CARREFOUR, HAITI – It is the height of rainy season in Haiti, and the health effects are evident in the pediatrics ward of the Red Cross field hospital in Carrefour. Pierre Dell, a tiny boy who is only six weeks old, is breathing heavily as he lies on a cot beside his mother. Like so many children in this hospital, Pierre is suffering from pneumonia and respiratory problems caused by damp and unsanitary living conditions.
Pierre’s short life has already been hard. His family’s home collapsed in the January 12th earthquake that devastated Haiti – four relatives died in the house – and Pierre was born in a makeshift tent in one of the spontaneous camps that sprang up after the disaster.
His mother, Rose Saint Rulus, complains about the heat and persistent dampness in the tent, where eight family members live practically on top of each other. Pierre was first admitted to the hospital with a fever when he was only nine days old. Now he is back battling pneumonia. Since Rose is at his bedside around the clock, her four other children – aged 12 to three – spend their days alone in the tent.
Cases like Pierre’s are all too common here. In the past few weeks, the Red Cross hospital has seen a surge of cases among children with respiratory problems. Half the children in the intensive-care unit, and many more in the pediatrics ward, are suffering from pneumonia, bronchitis and other breathing issues. Now this hospital, which has received $1.8 million in financial support from the American Red Cross, is keeping alive children who might not have survived in the past.
“Pneumonia could kill a baby without treatment,” says Dr Katrina Hennings, a pediatrician with the German Red Cross who is overseeing the ward. “They need oxygen and antibiotics. Before this hospital opened, many of them just died.”
The field hospital, located in a former sports stadium, has treated more than 50,000 patients and another 7,300 mother-child pairs since it opened after the earthquake. Managed by the German and Finnish Red Cross societies, the hospital is especially known for the care it gives to new mothers and infants: it is the only institution on this southern flank of Port au Prince that has a neo-natal unit. The busiest place in the hospital is the maternity ward. It averages about 15 births a day, or 400 to 500 per month.
Haiti’s health system was already stretched to the limits even before the earthquake hit. One in 47 women died in childbirth, according to UNICEF, and one in 13 children died of waterborne diseases before the age of five. More than 40% of one-year-olds had not been immunized against measles.

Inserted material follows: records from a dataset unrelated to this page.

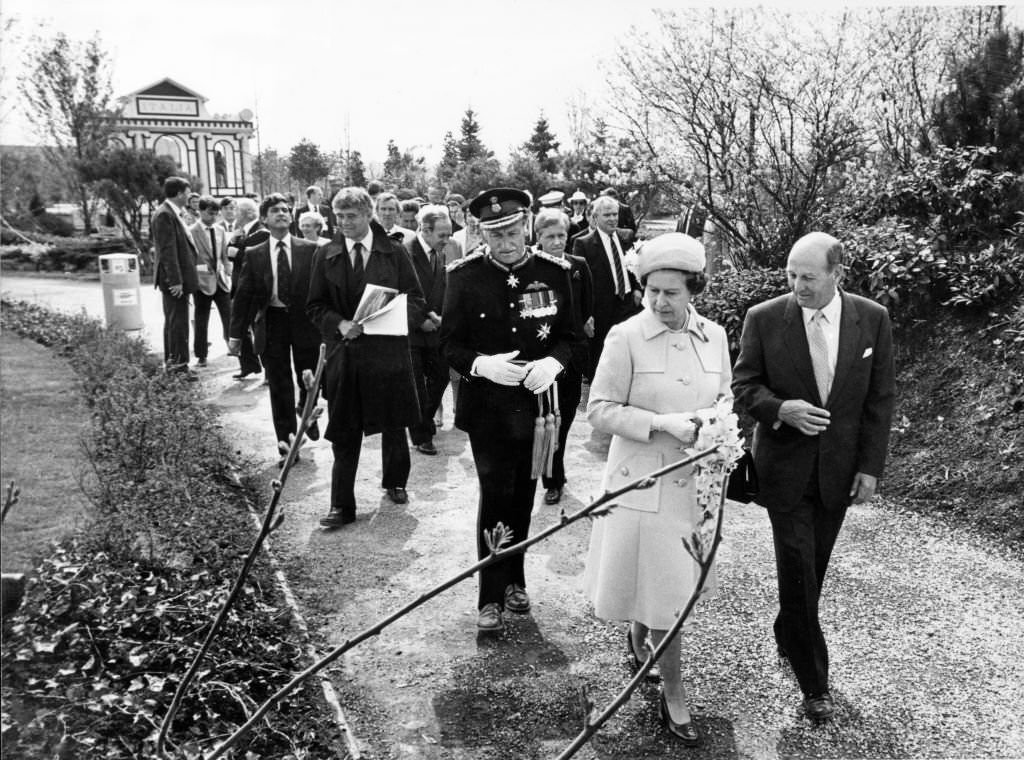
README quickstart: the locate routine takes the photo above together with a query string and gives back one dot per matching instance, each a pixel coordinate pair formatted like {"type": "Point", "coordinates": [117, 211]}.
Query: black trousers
{"type": "Point", "coordinates": [431, 373]}
{"type": "Point", "coordinates": [394, 462]}
{"type": "Point", "coordinates": [507, 491]}
{"type": "Point", "coordinates": [569, 392]}
{"type": "Point", "coordinates": [203, 305]}
{"type": "Point", "coordinates": [175, 330]}
{"type": "Point", "coordinates": [804, 539]}
{"type": "Point", "coordinates": [280, 356]}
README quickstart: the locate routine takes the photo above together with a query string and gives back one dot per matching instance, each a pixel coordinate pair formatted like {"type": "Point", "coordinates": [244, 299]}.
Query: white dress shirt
{"type": "Point", "coordinates": [287, 240]}
{"type": "Point", "coordinates": [614, 253]}
{"type": "Point", "coordinates": [833, 312]}
{"type": "Point", "coordinates": [368, 247]}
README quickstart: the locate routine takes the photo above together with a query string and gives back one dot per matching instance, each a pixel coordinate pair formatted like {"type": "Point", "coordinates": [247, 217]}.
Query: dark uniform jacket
{"type": "Point", "coordinates": [774, 366]}
{"type": "Point", "coordinates": [377, 368]}
{"type": "Point", "coordinates": [493, 308]}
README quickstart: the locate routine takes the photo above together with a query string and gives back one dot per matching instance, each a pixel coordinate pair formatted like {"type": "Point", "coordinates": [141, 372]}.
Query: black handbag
{"type": "Point", "coordinates": [742, 484]}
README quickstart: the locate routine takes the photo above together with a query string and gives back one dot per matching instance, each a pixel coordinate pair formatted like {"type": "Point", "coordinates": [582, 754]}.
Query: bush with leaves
{"type": "Point", "coordinates": [113, 618]}
{"type": "Point", "coordinates": [730, 293]}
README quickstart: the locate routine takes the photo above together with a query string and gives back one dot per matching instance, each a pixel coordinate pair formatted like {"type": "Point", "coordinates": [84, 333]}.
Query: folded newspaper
{"type": "Point", "coordinates": [382, 311]}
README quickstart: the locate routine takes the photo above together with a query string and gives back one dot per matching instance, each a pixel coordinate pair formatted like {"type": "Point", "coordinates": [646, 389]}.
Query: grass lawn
{"type": "Point", "coordinates": [41, 423]}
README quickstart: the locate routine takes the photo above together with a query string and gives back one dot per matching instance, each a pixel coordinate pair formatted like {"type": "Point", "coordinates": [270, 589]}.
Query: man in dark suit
{"type": "Point", "coordinates": [626, 219]}
{"type": "Point", "coordinates": [212, 267]}
{"type": "Point", "coordinates": [616, 293]}
{"type": "Point", "coordinates": [249, 230]}
{"type": "Point", "coordinates": [314, 202]}
{"type": "Point", "coordinates": [815, 371]}
{"type": "Point", "coordinates": [176, 277]}
{"type": "Point", "coordinates": [368, 381]}
{"type": "Point", "coordinates": [427, 252]}
{"type": "Point", "coordinates": [271, 298]}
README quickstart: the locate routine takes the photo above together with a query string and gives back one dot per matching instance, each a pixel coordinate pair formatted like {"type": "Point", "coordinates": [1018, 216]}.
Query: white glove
{"type": "Point", "coordinates": [499, 369]}
{"type": "Point", "coordinates": [678, 424]}
{"type": "Point", "coordinates": [541, 374]}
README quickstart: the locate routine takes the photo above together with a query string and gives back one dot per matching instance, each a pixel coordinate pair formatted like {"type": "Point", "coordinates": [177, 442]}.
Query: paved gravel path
{"type": "Point", "coordinates": [926, 625]}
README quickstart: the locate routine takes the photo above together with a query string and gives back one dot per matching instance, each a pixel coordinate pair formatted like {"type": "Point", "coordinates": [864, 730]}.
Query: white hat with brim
{"type": "Point", "coordinates": [671, 251]}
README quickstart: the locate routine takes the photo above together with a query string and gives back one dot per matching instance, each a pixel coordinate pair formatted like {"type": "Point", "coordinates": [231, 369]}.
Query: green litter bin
{"type": "Point", "coordinates": [119, 277]}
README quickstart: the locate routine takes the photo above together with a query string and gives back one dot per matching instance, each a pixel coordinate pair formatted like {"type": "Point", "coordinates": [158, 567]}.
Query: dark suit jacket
{"type": "Point", "coordinates": [255, 286]}
{"type": "Point", "coordinates": [175, 251]}
{"type": "Point", "coordinates": [326, 211]}
{"type": "Point", "coordinates": [432, 284]}
{"type": "Point", "coordinates": [377, 368]}
{"type": "Point", "coordinates": [608, 308]}
{"type": "Point", "coordinates": [774, 366]}
{"type": "Point", "coordinates": [208, 281]}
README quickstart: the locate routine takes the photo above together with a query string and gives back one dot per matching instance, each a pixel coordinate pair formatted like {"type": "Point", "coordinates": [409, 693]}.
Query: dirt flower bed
{"type": "Point", "coordinates": [114, 616]}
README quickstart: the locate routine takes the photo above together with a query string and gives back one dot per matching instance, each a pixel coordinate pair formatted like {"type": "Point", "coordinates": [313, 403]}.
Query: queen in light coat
{"type": "Point", "coordinates": [656, 370]}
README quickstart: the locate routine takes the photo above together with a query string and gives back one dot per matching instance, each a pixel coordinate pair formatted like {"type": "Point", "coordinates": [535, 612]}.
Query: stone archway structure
{"type": "Point", "coordinates": [170, 119]}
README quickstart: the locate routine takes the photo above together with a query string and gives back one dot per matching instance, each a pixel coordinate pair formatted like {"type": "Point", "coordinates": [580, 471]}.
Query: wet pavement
{"type": "Point", "coordinates": [925, 634]}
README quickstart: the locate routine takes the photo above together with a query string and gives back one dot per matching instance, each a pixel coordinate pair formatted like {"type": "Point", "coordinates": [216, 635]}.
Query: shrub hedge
{"type": "Point", "coordinates": [114, 616]}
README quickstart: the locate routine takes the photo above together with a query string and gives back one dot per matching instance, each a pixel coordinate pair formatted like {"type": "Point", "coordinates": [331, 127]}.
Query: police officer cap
{"type": "Point", "coordinates": [499, 206]}
{"type": "Point", "coordinates": [671, 251]}
{"type": "Point", "coordinates": [552, 198]}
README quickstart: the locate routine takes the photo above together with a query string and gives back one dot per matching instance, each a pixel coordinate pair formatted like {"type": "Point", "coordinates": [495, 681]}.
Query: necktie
{"type": "Point", "coordinates": [357, 261]}
{"type": "Point", "coordinates": [616, 267]}
{"type": "Point", "coordinates": [819, 355]}
{"type": "Point", "coordinates": [284, 275]}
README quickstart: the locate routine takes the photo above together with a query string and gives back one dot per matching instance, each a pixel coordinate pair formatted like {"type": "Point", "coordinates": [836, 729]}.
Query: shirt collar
{"type": "Point", "coordinates": [832, 310]}
{"type": "Point", "coordinates": [368, 242]}
{"type": "Point", "coordinates": [695, 325]}
{"type": "Point", "coordinates": [287, 240]}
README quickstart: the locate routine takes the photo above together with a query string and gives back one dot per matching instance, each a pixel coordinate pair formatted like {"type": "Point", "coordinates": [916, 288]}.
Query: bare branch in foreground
{"type": "Point", "coordinates": [596, 508]}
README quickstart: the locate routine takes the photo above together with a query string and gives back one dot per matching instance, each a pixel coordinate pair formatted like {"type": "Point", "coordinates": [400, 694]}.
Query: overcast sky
{"type": "Point", "coordinates": [391, 70]}
{"type": "Point", "coordinates": [396, 69]}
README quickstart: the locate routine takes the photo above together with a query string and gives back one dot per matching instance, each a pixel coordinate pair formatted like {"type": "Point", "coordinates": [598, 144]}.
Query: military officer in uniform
{"type": "Point", "coordinates": [507, 329]}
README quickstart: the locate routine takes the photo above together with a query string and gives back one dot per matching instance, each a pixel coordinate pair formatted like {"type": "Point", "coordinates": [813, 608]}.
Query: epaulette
{"type": "Point", "coordinates": [477, 254]}
{"type": "Point", "coordinates": [563, 262]}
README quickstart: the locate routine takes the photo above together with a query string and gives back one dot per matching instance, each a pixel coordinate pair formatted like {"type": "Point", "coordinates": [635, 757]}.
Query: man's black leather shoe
{"type": "Point", "coordinates": [819, 707]}
{"type": "Point", "coordinates": [337, 518]}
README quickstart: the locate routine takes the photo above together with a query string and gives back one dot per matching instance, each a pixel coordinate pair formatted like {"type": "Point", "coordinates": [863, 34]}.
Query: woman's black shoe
{"type": "Point", "coordinates": [688, 733]}
{"type": "Point", "coordinates": [654, 674]}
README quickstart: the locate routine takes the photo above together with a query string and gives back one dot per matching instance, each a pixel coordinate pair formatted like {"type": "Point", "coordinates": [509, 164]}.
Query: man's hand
{"type": "Point", "coordinates": [807, 418]}
{"type": "Point", "coordinates": [499, 369]}
{"type": "Point", "coordinates": [863, 488]}
{"type": "Point", "coordinates": [349, 330]}
{"type": "Point", "coordinates": [680, 425]}
{"type": "Point", "coordinates": [541, 374]}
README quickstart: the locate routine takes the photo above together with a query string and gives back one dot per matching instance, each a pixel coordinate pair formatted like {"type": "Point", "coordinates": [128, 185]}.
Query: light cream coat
{"type": "Point", "coordinates": [637, 567]}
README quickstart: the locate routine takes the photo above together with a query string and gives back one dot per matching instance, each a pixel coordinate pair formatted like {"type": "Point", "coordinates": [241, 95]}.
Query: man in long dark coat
{"type": "Point", "coordinates": [368, 381]}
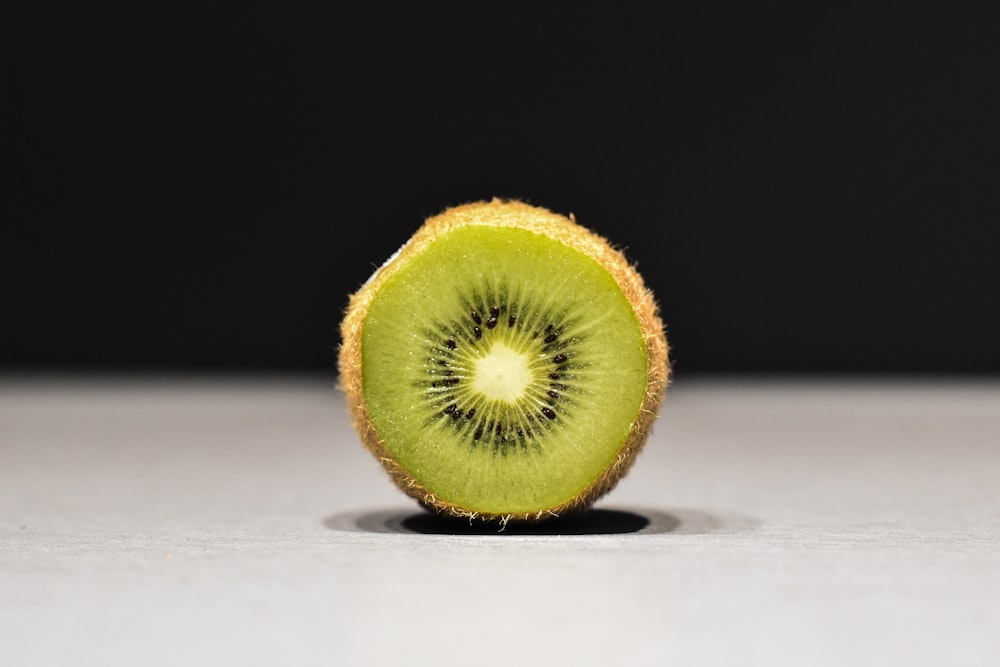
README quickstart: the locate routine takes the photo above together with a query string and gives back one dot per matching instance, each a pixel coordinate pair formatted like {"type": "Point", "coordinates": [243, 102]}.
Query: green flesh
{"type": "Point", "coordinates": [552, 393]}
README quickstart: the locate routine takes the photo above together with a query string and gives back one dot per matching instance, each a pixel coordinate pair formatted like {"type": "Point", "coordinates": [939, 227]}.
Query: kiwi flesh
{"type": "Point", "coordinates": [506, 364]}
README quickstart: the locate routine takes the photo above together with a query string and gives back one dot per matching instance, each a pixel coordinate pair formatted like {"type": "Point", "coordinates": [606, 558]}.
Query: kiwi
{"type": "Point", "coordinates": [506, 364]}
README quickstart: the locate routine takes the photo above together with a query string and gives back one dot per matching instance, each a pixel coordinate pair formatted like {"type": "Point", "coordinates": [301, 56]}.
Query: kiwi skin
{"type": "Point", "coordinates": [502, 213]}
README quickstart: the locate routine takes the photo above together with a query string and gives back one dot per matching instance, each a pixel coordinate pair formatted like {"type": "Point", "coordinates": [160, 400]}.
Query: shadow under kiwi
{"type": "Point", "coordinates": [599, 521]}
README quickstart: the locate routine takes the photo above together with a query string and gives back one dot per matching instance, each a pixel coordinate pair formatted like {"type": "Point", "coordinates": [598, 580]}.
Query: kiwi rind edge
{"type": "Point", "coordinates": [506, 213]}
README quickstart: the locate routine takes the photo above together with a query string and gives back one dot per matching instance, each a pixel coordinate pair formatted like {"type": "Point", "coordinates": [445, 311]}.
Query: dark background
{"type": "Point", "coordinates": [812, 188]}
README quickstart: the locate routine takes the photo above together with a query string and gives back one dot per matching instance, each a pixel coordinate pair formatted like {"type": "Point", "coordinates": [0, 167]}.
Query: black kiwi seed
{"type": "Point", "coordinates": [484, 425]}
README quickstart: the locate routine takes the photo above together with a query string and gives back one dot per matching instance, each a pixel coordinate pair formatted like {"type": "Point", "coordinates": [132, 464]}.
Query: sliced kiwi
{"type": "Point", "coordinates": [505, 364]}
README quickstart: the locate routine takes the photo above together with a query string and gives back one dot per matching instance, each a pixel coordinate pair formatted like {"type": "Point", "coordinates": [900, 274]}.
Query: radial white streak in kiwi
{"type": "Point", "coordinates": [502, 374]}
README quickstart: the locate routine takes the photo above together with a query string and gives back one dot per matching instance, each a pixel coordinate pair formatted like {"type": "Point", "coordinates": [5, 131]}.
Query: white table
{"type": "Point", "coordinates": [239, 521]}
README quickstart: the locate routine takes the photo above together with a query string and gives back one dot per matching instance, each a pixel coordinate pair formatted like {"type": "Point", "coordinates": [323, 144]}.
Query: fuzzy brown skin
{"type": "Point", "coordinates": [510, 214]}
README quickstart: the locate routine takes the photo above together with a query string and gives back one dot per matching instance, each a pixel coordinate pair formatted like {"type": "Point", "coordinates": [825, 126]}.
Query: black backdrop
{"type": "Point", "coordinates": [813, 188]}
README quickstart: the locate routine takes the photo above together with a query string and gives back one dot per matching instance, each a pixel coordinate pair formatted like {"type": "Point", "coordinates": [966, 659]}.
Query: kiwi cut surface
{"type": "Point", "coordinates": [506, 364]}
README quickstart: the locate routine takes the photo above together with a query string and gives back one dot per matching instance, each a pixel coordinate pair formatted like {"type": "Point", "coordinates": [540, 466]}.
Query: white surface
{"type": "Point", "coordinates": [241, 522]}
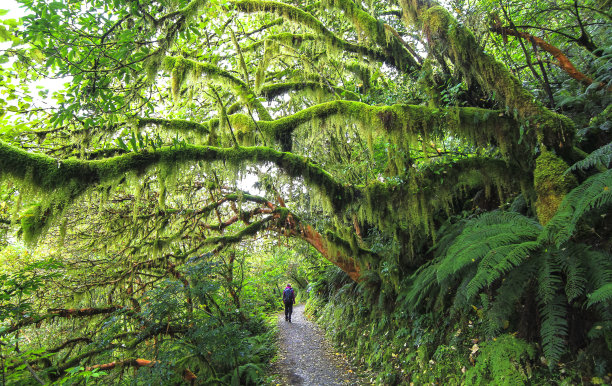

In response to the disaster, the Red Cross has dramatically increased its health support for Haitians. A mass immunization campaign was launched soon after the earthquake, helping prevent the outbreak of disease that many feared would further devastate the vulnerable population. More than 900,000 people were inoculated against diphtheria, tetanus, pertusis, measles and Rubella. Today dozens of health promoters are traveling from tent to tent in spontaneous camps in recent months, educating the most vulnerable Haitians about how to prevent malaria and HIV/AIDS, as well as distributing mosquito nets and condoms. The Red Cross is also providing financial support to the largest general hospital in Port au Prince, and is funding the construction of a facility to manufacture prosthetic limbs.
For the mothers like Rose, the Red Cross support of health programs in Haiti can mean the difference between their children surviving or not. She brought little Pierre to the Red Cross hospital in Carrefour after hearing about its good reputation for infant care. “The mothers talk about that,” she says. “They know it’s a good place.”